Once, you have the HAR file, is is quite easy to make a list of all the files required to run the application using command line tools such as grep, cut and sed:
The eventual script I generated using the contents of the har file and the contents of UI5’s debug dialog can be found here:
The total size of the application, including the UI5 framework is now…
A total of 2.2M, which even provides ample room for expansion of the application!

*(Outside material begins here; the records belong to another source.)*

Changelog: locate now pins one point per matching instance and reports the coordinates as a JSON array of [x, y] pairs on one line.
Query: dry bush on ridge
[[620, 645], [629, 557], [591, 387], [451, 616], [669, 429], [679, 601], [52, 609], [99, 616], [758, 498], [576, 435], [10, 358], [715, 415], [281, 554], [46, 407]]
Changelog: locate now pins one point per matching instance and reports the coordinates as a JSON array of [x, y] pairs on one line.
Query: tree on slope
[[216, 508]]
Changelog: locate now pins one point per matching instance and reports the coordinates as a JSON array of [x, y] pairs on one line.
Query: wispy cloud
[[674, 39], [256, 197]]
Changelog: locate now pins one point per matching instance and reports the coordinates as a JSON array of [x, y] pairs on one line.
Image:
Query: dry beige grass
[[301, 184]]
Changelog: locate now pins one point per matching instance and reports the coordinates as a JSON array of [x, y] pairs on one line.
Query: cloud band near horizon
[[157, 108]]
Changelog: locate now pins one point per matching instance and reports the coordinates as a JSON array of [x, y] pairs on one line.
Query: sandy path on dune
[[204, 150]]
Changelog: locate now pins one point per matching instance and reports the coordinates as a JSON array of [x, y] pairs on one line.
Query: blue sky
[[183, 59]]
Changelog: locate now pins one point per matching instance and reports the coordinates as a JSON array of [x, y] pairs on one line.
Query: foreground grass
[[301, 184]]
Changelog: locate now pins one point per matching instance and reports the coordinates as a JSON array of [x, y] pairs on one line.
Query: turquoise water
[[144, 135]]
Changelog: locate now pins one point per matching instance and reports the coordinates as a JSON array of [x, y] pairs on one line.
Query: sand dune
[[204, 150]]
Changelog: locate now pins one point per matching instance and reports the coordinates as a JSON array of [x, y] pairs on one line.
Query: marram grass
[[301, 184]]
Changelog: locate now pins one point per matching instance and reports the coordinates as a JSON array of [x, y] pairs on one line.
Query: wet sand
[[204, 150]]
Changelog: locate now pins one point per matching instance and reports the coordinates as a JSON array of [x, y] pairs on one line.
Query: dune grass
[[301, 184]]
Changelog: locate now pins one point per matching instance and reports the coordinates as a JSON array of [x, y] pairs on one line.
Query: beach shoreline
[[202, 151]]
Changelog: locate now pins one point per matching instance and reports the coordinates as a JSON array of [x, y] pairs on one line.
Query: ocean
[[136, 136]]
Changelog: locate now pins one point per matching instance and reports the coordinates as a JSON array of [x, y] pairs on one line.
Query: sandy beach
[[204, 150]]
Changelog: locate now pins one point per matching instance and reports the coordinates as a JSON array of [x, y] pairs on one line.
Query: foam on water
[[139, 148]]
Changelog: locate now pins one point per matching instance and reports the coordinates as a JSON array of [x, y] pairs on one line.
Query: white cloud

If you’re interested in what the app currently looks like, have a look at the little demo below:
Initially the application will show a dashboard, presenting the relay status, temperature and humidity. When you click on the configuration tile, it will be possible to setup the connection to the WiFi access point, MQTT server and Thingspeak. Clicking on the diagnostics page will bring you to the diagnostics dashboard, showing some internal variable of the ESP8266 such as uptime, voltage and available memory. The time in the right-top corner is the current time, which is quite a challenge on an ESP8266 as it doesn’t have a real-time clock built-in (and please don’t ask me why the time shows a time after mid-night ;). The icon in the top right indicates whether the web-application is currently connected to the ESP8266. After reconfiguration of the ESP8266, it will reboot and the connection icon will shorty show a disconnected state.
As with any OpenUI5 app, the application is fully responsive and plays nicely on Desktop, tablets and phones. UI5 is awesome!